Gloria’s old boyfriend Tim appears out of nowhere, and says he is in town for a business deal. He meets up with Gloria at Oscar’s bar, where we see that Gloria not choosing Oscar was the straw that broke the sane man’s mind. Oscar pulls large firework and sets it off in the middle of his bar and burns it down. Tim begs Gloria to leave town with him and to come back to him (Tim isn’t exactly a catch, he seems to have some possessive controlling mannerisms of his own). Oscar tells her she is never allowed to leave, and terrorizes her in her home. They have a fight in the playground and Oscar hits Gloria (the battle is mimicked in South Korea, with the robot beating down the poor defenseless monster).

Throughout the film Gloria has been having a recurring dream of her as a child. It has been obvious from the beginning this is the answer to how Gloria is the monster, but because this movie is neither smart nor thrilling, and also doesn’t believe the audience is smart, we have been forced to wait a long time to see the answer. Flash back to Gloria and Oscar walking to school, carrying their diorama projects. Gloria’s gets swept out of her hands by wind. Oscar races through the brush to save it, Gloria close behind. As they wander through the woods, Gloria trips, when she looks up Oscar has found her diorama, then he smashes it like the little psycho that he is. Gloria gets really angry, and then a lightning bolt comes out of the sky and strikes both her and Oscar.
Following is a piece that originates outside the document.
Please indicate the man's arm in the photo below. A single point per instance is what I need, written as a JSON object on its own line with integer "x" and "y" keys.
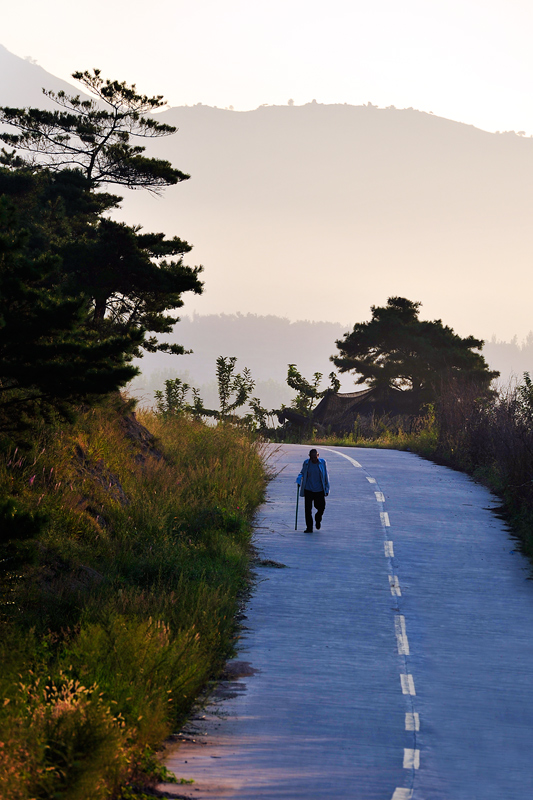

It isn’t clear if Gloria somehow caused this to happen or not. Both kids are down (I would assume dead, but whatever) and in each of their bags is a toy, Gloria’s a monster, Oscar’s, a robot.

Back in the present. Gloria decides the solution is to go to South Korea, and not to return to New York with her jerk ex-boyfriend Tim. So despite not having worked for a year and subsequently having no money, and on the assumption she had her passport with her, and that they were still allowing flights to monster ridden South Korea, she makes it there within 24 hours. Somehow she reached the conclusion that the manifestations worked both ways. So with Oscar in the playground, and her in South Korea, her monster appears in her home town. Even though she can’t actually see through the monsters eyes, somehow she is able to find and pick up Oscar, and then throws him through the air (obviously to his death, or not, because he did survive a lightning bolt as a kid). Gloria wanders into a Korean bar, and then tells her sob story to the barkeep. The end.

To recap, Colossal is colossal in the following ways:

  • A colossal misrepresentation by a trailer
  • A colossal boring and predictable movie
  • A colossal blow to Anne Hathaway’s career
  • A colossal waste of time

The monsters themselves and special effects looks decent enough though, and they are even colossal!.